Now GOG allows you to save your CC for later use, so I guess they can buy games if he's done that. Unless it asks for the safety number. I'm not sure.

They don't actually keep the CC details, just a token. So it probably does ask for the pin. But I don't really know. There's an official thread about it, I'm sure it explains how it works. It's only an option, you don't have to do it.
https://www.gog.com/forum/general/store_your_card_for_later_use_e870c

Ah yes, don't start that one. There are threads where this is discussed, unfortunately it seems there are a majority who either buy some many games, or are unable to type a few numbers each time that got this put in. You will note a checkbox under the order for "store this card", just avoid it, its not compulsory yet.

As for hijacking accounts, well they could download all the games from the account. Was hoping they would bring in 2 step authentication for account changes. Unfortunately they have taken this to mean that every operation from loggin in etc. now has this for those of us security minded enough to set privacy options on the browser - yes thats right, security done via cookies - utter madness - so I don't expect much uptake of it which is a shame as if it was the necessary areas then I would be all over it, and it would avoid these hijacks.

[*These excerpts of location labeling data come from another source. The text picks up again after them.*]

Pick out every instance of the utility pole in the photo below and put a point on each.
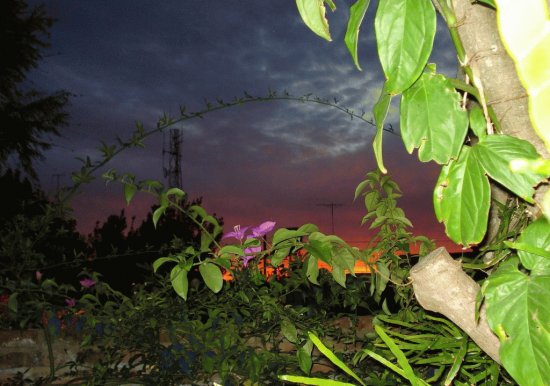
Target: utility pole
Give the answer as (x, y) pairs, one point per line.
(173, 170)
(57, 177)
(331, 205)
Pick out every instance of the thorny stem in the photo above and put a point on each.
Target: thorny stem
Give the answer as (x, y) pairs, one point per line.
(88, 169)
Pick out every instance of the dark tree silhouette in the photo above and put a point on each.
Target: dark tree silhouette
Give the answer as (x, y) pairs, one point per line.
(126, 258)
(35, 234)
(27, 117)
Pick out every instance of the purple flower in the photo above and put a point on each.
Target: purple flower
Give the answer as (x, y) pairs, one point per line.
(237, 233)
(263, 229)
(87, 283)
(248, 254)
(70, 302)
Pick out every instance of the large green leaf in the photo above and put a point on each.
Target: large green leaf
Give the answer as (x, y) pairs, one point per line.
(178, 278)
(495, 152)
(466, 198)
(537, 235)
(517, 310)
(432, 119)
(212, 276)
(405, 31)
(380, 111)
(356, 14)
(313, 15)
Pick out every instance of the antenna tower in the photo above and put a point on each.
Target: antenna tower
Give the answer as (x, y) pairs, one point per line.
(331, 205)
(172, 172)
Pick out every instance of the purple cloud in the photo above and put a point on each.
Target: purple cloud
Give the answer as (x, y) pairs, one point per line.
(87, 283)
(237, 233)
(263, 229)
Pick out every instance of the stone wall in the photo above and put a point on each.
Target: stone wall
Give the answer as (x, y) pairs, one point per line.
(27, 351)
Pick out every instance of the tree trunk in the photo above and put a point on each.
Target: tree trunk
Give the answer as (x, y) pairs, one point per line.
(477, 28)
(440, 285)
(439, 282)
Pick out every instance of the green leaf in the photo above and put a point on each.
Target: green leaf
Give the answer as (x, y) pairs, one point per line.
(357, 13)
(380, 111)
(174, 191)
(304, 358)
(161, 260)
(12, 302)
(457, 363)
(319, 249)
(283, 234)
(339, 275)
(289, 331)
(178, 278)
(517, 310)
(308, 228)
(359, 189)
(212, 276)
(312, 269)
(495, 152)
(537, 234)
(313, 15)
(432, 119)
(466, 199)
(279, 255)
(333, 358)
(408, 372)
(313, 381)
(129, 192)
(157, 213)
(490, 3)
(384, 361)
(405, 32)
(440, 186)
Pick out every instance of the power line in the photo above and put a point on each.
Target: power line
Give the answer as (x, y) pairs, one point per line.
(331, 205)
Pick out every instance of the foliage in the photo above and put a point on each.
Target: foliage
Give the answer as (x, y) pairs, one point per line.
(434, 119)
(25, 116)
(531, 63)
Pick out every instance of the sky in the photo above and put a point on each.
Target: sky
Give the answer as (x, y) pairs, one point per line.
(128, 61)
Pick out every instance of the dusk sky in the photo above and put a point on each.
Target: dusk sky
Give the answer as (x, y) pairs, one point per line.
(129, 61)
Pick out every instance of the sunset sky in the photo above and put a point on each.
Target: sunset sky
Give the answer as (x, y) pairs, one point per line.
(129, 61)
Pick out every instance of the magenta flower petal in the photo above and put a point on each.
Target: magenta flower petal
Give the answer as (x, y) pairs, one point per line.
(70, 302)
(263, 229)
(87, 283)
(237, 233)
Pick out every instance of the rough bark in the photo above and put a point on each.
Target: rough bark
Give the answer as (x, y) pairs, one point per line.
(440, 285)
(477, 28)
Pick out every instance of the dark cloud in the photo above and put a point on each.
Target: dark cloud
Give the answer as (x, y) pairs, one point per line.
(132, 61)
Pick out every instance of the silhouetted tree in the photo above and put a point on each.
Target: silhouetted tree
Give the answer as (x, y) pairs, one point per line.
(27, 117)
(34, 233)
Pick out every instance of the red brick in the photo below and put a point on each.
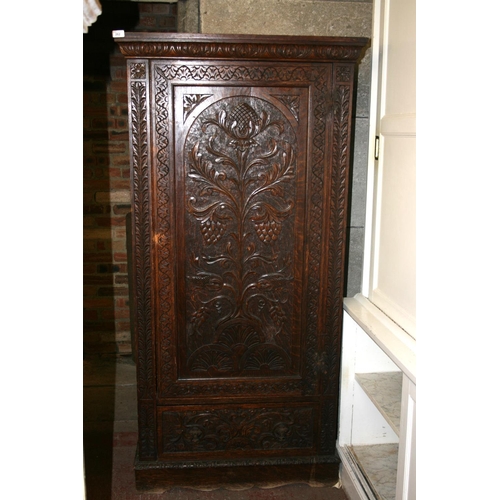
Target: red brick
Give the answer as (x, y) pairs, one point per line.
(90, 315)
(121, 209)
(119, 86)
(97, 280)
(120, 302)
(122, 326)
(121, 279)
(99, 326)
(120, 257)
(97, 303)
(112, 291)
(108, 147)
(115, 135)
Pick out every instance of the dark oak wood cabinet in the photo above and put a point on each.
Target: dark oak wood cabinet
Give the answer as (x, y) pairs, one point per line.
(240, 151)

During my insomnia purchases, it did ask for the CVV the first time I used the token, but it didn't the rest. Not sure if it was because I was on the same IP or because it was within 24 hours of the previous purchases, and I haven't bought anything else yet, so not sure how often they'll ask for the CVV.

Fair enough, I'm not active on this site anymore, so missed all this. I am just sorry to see it happen, but I am sure it was discussed in full. All games are available on TPB, there's no difficulty in getting hold of GOG games, no need for such extreme measures as hijacking an account. I don't believe this is the value.

Apparently some people are re-selling hijacked accounts, games included, to people who aren't aware that there's anything fishy going on. It's basically like those game code resellers, just taken to the next level.

At least most of the other times this has been done (and posted publicly on the forums) was to buy gift copies of games with stolen credit cards and resell them on places like G2A or Kinguin. An account now has to be a certain age to buy gifts from my understanding.

GOG takes off holidays and has something like half the staff on weekends. They'll respond by Monday.

The reason accounts get hijacked is money laundering. They want to use other people's accounts to make fraudulent purchases with stolen cards so that it's harder to track them. But how they get access to accounts like yours is still a mystery and unresolved security issue. One does not simply lose their account out of the blue.

Usually two avenues. Trojans/keyloggers, or stolen passwords from other sites with poor security which are sold on a black market. The first is hard to stop as new vulnerabilities pop up all the time, but good firewalls and sticking to "safe" sites should help. The second is avoided by using different passwords everywhere.

Okay, so I got Judas on my case who informed support, so I'm very hopeful. Thanks guys! Good idea! Switched PC and running anti-virus on main PC now. Thanks! Yeah, that's not really what I'm worried about. But I got a couple of gift codes for the Community Giveaway. They probably used those, I'm thinking. But well, let's see.

And of course, I'm worried about my security as a whole. I have no idea where I could have picked up a trojan. I'm usually pretty careful.

Tuesday. Monday is still a holiday, I think. It is here, anyway.